I’m not too keen on what we do to older women in this society. It seems we have become quite adept at making them invisible and that bothers me deeply, partly because I will eventually be an older woman myself and also because I have this nagging sense that I’ve unwittingly played a role in perpetuating this tendency to marginalize older women.
There are many wonderful books about the phases of a woman’s life – from Joan Borysenko to Christiane Northrup and Jean Shinoda Bolen – but my mental model has essentially three phases: the maiden, the mother and the crone (like the waxing, full and waning phases of the moon.) But unlike some of the ancient cultures which appear to have reverence for the wisdom of age, our western society tends to diminish it or – worse yet – turn away from our older women as if they didn’t exist. This is what I mean when I say we “make invisible”. Take a look and you’ll see it all around you – from the “anti-aging” creams to the subtle and not so subtle “tuning out” that occurs in our board rooms and at our dinner tables. I know it’s ugly and we don’t like to talk about it, but I’m going there. You with me?

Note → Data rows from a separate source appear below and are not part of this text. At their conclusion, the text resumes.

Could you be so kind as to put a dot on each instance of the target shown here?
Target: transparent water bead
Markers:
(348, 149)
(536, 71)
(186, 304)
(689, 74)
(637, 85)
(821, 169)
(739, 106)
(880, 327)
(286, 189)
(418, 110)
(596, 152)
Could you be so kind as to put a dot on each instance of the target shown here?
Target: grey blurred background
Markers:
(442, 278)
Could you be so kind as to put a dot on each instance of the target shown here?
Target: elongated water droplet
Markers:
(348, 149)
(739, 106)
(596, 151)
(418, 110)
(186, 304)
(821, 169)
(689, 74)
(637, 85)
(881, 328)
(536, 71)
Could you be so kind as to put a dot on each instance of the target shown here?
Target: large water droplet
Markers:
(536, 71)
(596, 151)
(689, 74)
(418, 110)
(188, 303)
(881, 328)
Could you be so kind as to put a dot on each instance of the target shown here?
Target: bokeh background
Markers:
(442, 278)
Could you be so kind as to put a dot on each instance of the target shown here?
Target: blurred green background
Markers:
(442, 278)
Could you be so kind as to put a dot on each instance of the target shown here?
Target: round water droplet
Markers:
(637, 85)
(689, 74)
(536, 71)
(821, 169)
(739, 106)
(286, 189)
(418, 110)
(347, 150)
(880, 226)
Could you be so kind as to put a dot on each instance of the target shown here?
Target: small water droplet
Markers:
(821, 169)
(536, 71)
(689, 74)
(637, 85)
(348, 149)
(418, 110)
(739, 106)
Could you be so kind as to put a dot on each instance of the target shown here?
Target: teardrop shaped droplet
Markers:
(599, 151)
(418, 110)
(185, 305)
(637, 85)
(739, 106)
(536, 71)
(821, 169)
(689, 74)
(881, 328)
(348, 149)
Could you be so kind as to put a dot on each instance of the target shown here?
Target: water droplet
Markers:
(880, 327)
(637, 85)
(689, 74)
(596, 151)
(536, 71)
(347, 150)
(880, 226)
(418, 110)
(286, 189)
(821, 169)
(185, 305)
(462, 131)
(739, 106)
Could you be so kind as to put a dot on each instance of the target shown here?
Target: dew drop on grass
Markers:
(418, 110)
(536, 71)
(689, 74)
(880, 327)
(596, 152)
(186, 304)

When I took belly dancing a few years ago when I was swollen with a baby in my belly, I looked around the room and marveled at the beauty of all the different women – all shapes, sizes and ages – moving in their bodies. The instructor told us about the women in her family and how her heritage (Lebanese) is one that believes a woman’s belly dance gets better and richer with age – because they have lived more and experienced more and can add that into their dance. She said the elder woman of a family will often be the last to dance in accordance with this belief, and I imagined a room brought to silence by the sheer power of a wise woman dancing her life story.
And yet, when I look at my own culture and the older women in my life, I see a very different picture. I watch as older women fight to be heard (literally yelling at times), are dismissed and not taken seriously for their thoughts or ideas, and are silenced or excluded from the conversation. In truth, we could make the case that we do this with our very young and our very old in this society, but I’m most curious about the women.
And how am I culpable? What are the subtle– and not so subtle – ways I perpetuate this cultural behavior as a “full moon” woman? I start with me because I believe change begins with each of us asking ourselves that question. If we are to rewrite the script for how we will be perceived as older women, we must begin by taking responsibility for our role in “making invisible” the older women in our lives today. Start there. Go there.